Results on CASP14 targets

RosettaCommons / RoseTTAFold

This package contains deep learning models and related scripts for RoseTTAFold

MIT License

1.98k stars 435 forks source link

Results on CASP14 targets #18

Open jiaxiang-wu opened 3 years ago

jiaxiang-wu commented 3 years ago

I am running some experiment with RoseTTAFold on CASP14 targets, but are uncertain about a few detailed settings:

Input FASTA sequences. Do you use per-chain FASTA sequences as provided on the CASP14 website (w/o official domain definitions), or do you use per-domain FASTA sequences (cropped from per-chain sequences using official domain definitions)? If the latter one is the case, how do you deal with discontinuous domains, e.g. T1027-D1?
Sequence/template databases. For experiments on CASP14 targets, is it correct to use following databases (to prevent data leakage)?
- UniRef30 @ 2020-03: http://wwwuser.gwdg.de/~compbiol/uniclust/2020_03/
- BFD: https://bfd.mmseqs.com/
- PDB100 @ 2020-03: https://files.ipd.uw.edu/pub/RoseTTAFold/pdb100_2020Mar11.tar.gz
Do we need to modify run_e2e_ver.sh and/or run_pyrosetta_ver.sh (or any other scripts), so as to reproduce results as reported in the paper?

Could you clarify above questions? Many thanks in advance.

minkbaek commented 3 years ago

I just added a link for CASP14 results to the README.md file (link -- https://files.ipd.uw.edu/pub/RoseTTAFold/casp14_models.tar.gz) It includes input MSA and template (hhr and atab) files as well as five RoseTTAFold models for each target.

jiaxiang-wu commented 3 years ago

Thanks for your feedback. So you are using per-chain FASTA sequences as inputs (since provided results are for per-chain, not per-domain inputs), which resolves my first question.
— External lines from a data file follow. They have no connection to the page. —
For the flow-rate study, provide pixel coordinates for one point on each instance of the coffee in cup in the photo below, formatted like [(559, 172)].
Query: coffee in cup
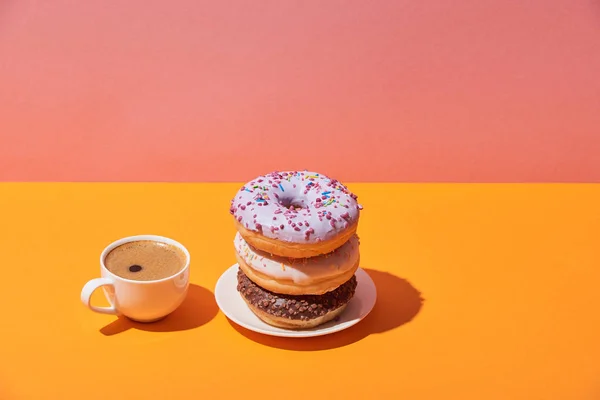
[(144, 278), (145, 260)]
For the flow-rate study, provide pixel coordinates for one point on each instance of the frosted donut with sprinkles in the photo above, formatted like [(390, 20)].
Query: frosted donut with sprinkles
[(295, 213)]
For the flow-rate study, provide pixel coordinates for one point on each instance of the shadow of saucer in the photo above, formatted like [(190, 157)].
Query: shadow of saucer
[(398, 302), (198, 308)]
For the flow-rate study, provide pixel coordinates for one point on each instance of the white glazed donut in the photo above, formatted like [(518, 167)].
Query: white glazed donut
[(295, 213), (315, 275)]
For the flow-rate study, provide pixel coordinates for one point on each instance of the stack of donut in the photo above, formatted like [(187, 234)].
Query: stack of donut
[(296, 247)]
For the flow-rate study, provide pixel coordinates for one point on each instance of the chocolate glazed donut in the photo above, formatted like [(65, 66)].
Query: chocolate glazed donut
[(295, 312)]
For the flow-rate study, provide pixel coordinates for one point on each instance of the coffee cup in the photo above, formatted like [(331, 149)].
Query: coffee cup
[(152, 287)]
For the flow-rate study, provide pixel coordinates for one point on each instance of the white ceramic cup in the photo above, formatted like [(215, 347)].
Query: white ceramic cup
[(143, 301)]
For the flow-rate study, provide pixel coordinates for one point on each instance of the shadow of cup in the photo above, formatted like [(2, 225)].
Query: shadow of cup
[(198, 308), (398, 302)]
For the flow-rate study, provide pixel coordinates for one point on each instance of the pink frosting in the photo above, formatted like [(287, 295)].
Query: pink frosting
[(323, 207)]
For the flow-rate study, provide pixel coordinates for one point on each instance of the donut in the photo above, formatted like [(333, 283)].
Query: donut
[(300, 276), (295, 214), (295, 312)]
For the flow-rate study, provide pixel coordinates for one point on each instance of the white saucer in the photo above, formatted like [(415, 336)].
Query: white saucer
[(233, 306)]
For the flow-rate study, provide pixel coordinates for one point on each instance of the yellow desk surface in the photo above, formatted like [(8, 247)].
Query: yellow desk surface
[(509, 278)]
Are sequence/template databases (UniRef30 / BFD / PDB100) mentioned above correct?
Is it expected that if I run run_pyrosetta_ver.sh as it is, without any modification to the repo, I should be able to get the same/similar results as provided? Or should I modify some hyper-parameters settings in the repo?
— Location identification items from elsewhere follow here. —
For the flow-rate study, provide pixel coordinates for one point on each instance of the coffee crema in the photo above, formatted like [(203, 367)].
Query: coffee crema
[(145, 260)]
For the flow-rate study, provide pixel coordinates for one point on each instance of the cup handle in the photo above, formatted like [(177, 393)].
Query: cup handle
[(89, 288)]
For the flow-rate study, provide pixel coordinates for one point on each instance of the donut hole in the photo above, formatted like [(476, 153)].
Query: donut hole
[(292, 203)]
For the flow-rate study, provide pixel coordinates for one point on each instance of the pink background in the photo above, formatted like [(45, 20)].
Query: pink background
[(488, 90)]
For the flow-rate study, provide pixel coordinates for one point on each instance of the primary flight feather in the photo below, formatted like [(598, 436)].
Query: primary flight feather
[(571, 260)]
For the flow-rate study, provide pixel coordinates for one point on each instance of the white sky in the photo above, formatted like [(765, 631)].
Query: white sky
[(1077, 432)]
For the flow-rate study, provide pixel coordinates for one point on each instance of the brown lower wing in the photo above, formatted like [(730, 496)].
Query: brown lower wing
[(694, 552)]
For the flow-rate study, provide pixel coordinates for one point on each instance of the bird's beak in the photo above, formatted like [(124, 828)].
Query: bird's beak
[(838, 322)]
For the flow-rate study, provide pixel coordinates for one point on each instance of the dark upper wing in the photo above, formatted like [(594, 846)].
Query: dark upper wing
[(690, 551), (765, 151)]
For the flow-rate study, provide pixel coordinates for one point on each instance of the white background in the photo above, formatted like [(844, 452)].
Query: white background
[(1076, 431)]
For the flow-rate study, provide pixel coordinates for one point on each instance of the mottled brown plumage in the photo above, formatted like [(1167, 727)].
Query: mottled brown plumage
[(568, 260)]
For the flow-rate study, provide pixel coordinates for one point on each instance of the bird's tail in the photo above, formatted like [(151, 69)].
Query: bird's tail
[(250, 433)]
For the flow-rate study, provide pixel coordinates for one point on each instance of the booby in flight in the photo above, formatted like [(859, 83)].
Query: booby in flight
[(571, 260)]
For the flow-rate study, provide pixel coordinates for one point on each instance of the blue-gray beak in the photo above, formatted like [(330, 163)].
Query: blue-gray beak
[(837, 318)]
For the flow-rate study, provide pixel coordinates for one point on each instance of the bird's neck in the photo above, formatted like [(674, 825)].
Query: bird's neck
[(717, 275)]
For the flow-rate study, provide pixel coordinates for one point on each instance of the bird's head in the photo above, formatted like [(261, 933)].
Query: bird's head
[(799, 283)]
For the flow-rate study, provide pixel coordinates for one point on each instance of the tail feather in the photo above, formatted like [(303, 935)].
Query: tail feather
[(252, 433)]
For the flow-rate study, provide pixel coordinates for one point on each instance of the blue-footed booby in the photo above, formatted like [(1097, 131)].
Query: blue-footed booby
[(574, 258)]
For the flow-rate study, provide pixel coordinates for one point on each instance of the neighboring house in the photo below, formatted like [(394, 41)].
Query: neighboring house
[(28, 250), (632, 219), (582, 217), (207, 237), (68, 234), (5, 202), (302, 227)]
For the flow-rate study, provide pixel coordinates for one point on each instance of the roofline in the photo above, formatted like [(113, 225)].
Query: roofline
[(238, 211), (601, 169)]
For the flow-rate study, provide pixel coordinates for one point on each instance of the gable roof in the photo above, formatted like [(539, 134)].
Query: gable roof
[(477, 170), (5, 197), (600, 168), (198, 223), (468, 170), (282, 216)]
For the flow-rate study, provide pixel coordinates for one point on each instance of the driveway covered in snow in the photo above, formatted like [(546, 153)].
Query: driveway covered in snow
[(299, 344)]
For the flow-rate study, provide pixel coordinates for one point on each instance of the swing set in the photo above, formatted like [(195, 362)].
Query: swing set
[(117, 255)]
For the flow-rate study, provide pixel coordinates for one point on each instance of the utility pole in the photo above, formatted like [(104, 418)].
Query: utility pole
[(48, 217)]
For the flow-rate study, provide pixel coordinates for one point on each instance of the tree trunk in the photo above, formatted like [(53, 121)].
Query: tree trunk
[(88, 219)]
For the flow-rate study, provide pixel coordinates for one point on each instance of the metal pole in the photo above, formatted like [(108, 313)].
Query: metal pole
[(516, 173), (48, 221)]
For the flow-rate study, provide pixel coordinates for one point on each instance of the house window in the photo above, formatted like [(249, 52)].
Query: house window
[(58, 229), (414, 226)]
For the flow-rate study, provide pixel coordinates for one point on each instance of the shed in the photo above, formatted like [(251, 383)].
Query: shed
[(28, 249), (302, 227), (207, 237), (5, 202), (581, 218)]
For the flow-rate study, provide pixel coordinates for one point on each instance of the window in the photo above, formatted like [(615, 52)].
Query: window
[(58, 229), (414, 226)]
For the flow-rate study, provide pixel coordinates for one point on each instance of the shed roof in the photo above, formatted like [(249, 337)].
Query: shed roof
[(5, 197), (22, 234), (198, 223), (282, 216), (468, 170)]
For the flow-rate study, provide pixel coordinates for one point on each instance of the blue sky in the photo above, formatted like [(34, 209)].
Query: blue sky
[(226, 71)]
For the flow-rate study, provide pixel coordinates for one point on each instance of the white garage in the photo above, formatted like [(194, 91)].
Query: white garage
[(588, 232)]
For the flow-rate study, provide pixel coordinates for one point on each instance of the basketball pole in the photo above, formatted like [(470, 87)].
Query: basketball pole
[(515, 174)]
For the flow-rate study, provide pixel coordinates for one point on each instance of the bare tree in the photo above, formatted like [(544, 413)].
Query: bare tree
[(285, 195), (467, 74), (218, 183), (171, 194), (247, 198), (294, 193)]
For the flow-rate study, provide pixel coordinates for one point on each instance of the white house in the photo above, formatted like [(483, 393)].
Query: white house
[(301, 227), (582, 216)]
minkbaek commented 3 years ago

Yes, I'm using per-chain FASTA sequences as inputs (For T1031,33,35,37,39,40-43, they are domains from single protein, T1044. I modeled them together as a single protein (T1044) and split them into corresponding targets for evaluation. I used UniRef30 2020-01, BFD, and pdb100_2020Mar11. The input MSA generation was slightly different from what we're using now for the Robetta web-server (the version posted in this repo). Basically, it uses more fine-grained e-values (from e-80 to e-1) for sequence search. Also, we generated 45 models using pyrosetta script rather than 15 for CASP14 benchmarks. When we tested these changes (simplifying sequence search, reducing the number of structures to sample) on the test cases, there were no big differences and we were able to get similar results. But, I recommended using provided MSA and templates if you want to reproduce/make a fair comparison to other neural networks.
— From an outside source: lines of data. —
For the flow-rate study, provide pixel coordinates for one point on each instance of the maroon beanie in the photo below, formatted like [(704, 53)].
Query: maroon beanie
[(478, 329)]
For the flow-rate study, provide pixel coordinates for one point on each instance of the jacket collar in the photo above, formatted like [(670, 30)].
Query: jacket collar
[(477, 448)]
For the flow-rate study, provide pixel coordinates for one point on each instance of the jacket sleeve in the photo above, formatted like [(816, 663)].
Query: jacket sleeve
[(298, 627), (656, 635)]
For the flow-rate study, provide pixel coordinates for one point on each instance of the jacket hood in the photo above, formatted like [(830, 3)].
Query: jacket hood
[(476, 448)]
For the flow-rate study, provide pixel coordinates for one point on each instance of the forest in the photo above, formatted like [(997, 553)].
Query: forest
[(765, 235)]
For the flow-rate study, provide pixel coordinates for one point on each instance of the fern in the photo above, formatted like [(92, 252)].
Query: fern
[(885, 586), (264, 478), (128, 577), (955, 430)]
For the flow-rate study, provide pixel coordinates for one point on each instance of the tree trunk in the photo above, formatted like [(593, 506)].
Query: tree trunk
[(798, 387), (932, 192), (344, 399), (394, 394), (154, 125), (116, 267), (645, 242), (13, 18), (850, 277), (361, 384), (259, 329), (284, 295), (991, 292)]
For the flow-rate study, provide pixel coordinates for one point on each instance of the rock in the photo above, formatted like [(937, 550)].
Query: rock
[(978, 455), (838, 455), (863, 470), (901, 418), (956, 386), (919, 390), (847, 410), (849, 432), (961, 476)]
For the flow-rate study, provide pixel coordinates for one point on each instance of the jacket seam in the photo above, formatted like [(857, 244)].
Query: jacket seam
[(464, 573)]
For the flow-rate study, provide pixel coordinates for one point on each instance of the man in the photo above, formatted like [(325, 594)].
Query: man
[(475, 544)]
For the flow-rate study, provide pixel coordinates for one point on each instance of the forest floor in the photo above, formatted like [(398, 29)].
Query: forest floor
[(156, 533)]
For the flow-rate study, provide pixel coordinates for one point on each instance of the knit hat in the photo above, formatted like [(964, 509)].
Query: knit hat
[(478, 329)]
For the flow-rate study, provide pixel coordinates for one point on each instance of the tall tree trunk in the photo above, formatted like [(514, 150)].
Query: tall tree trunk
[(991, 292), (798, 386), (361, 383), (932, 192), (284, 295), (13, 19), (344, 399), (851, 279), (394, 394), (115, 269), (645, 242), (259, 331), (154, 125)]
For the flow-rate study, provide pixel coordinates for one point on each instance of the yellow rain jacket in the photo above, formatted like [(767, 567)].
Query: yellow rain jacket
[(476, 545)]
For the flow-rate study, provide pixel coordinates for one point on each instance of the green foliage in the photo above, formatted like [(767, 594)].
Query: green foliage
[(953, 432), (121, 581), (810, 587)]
jiaxiang-wu commented 3 years ago

Got it. Thanks for your detailed explanation. Closing the issue.

jiaxiang-wu commented 3 years ago

Hi Baek, For the "casp14_models.tar.gz" file attached above, I am wondering whether the five models provided for each target are ranked in order (by Rosetta energy?), i.e. the first model is the "best" model in terms of the Rosetta energy.